# All Elastic Modulus Calculation Pathways

This notebook analyzes snow elastic modulus calculation methods at both **layer-level** and **slab-level** scales.

## Table of Contents

1. [Load Snow Pit Data](#1-load-snow-pit-data)
2. [Find All Elastic Modulus Calculation Pathways](#2-find-all-elastic-modulus-calculation-pathways)
3. [Layer-Level Analysis](#3-layer-level-analysis)
4. [Slab-Level Comparison (ECTP)](#4-slab-level-comparison-ectp)
5. [Sankey Diagrams: kim_jamieson_table2 → wautier](#5-sankey-diagrams-kim_jamieson_table2--wautier)

**Target Parameter**: `elastic_modulus` — snow layer elastic modulus in Pa

Uncertainty reflects propagated input measurement uncertainties only (method regression standard error excluded): ±10% for direct density measurement, ±0.67 hand hardness index, ±0.5 mm grain size.

In [1]:
from pathlib import Path
from typing import Dict, Any
import warnings
warnings.filterwarnings('ignore')

import numpy as np
import pandas as pd

from snowpyt_mechparams.snowpilot import parse_caaml_directory
from snowpyt_mechparams.data_structures import Pit, Slab
from snowpyt_mechparams.graph import graph
from snowpyt_mechparams.algorithm import find_parameterizations
from snowpyt_mechparams.execution import ExecutionEngine
from snowpyt_mechparams.execution.config import ExecutionConfig

## 1. Load Snow Pit Data

In [2]:
snow_pits_raw = parse_caaml_directory(str(Path("data")))
pits = [Pit.from_snow_pit(sp) for sp in snow_pits_raw]
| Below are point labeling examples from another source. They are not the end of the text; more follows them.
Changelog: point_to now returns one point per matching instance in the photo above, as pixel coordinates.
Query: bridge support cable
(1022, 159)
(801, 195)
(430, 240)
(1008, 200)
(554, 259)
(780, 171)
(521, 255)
print(f"Loaded {len(pits)} snow pits ({sum(len(pit.layers) for pit in pits)} layers)")

Loaded 50278 snow pits (371429 layers)


## 2. Find All Elastic Modulus Calculation Pathways

In [3]:
pathways = find_parameterizations(graph, graph.get_node("elastic_modulus"))

print(f"Found {len(pathways)} pathways for calculating elastic_modulus:\n")
for i, pathway in enumerate(pathways, 1):
    print(f"Pathway {i}:")
    print(pathway)
    print()

Found 16 pathways for calculating elastic_modulus:

Pathway 1:
branch 1: snow_pit -- data_flow --> measured_density -- data_flow --> density -- data_flow --> merge_density_grain_form
branch 2: snow_pit -- data_flow --> measured_grain_form -- data_flow --> merge_density_grain_form
merge branch 1, branch 2: merge_density_grain_form -- bergfeld --> elastic_modulus

Pathway 2:
branch 1: snow_pit -- data_flow --> measured_hand_hardness -- data_flow --> merge_hand_hardness_grain_form
branch 2: snow_pit -- data_flow --> measured_grain_form -- data_flow --> merge_hand_hardness_grain_form
branch 3: snow_pit -- data_flow --> measured_grain_form -- data_flow --> merge_density_grain_form
merge branch 1, branch 2: merge_hand_hardness_grain_form -- geldsetzer --> density
merge branch 1, branch 2, branch 3: merge_density_grain_form -- bergfeld --> elastic_modulus

Pathway 3:
branch 1: snow_pit -- data_flow --> measured_hand_hardness -- data_flow --> merge_hand_hardness_grain_form
branch 2: snow_pit -

## 3. Layer-Level Analysis

Each layer is analyzed independently as a single-layer slab, regardless of its parent pit.

In [4]:
engine = ExecutionEngine(graph)
config = ExecutionConfig(include_method_uncertainty=False)

# Build flat list of (layer, slope_angle, pit_id, layer_index)
layer_infos = []
for pit in pits:
    try:
        angle = float(pit.slope_angle) if pit.slope_angle is not None and not np.isnan(pit.slope_angle) else 0.0
    except (TypeError, ValueError):
        angle = 0.0
    for idx, layer in enumerate(pit.layers):
        layer_infos.append((layer, angle, pit.pit_id, idx))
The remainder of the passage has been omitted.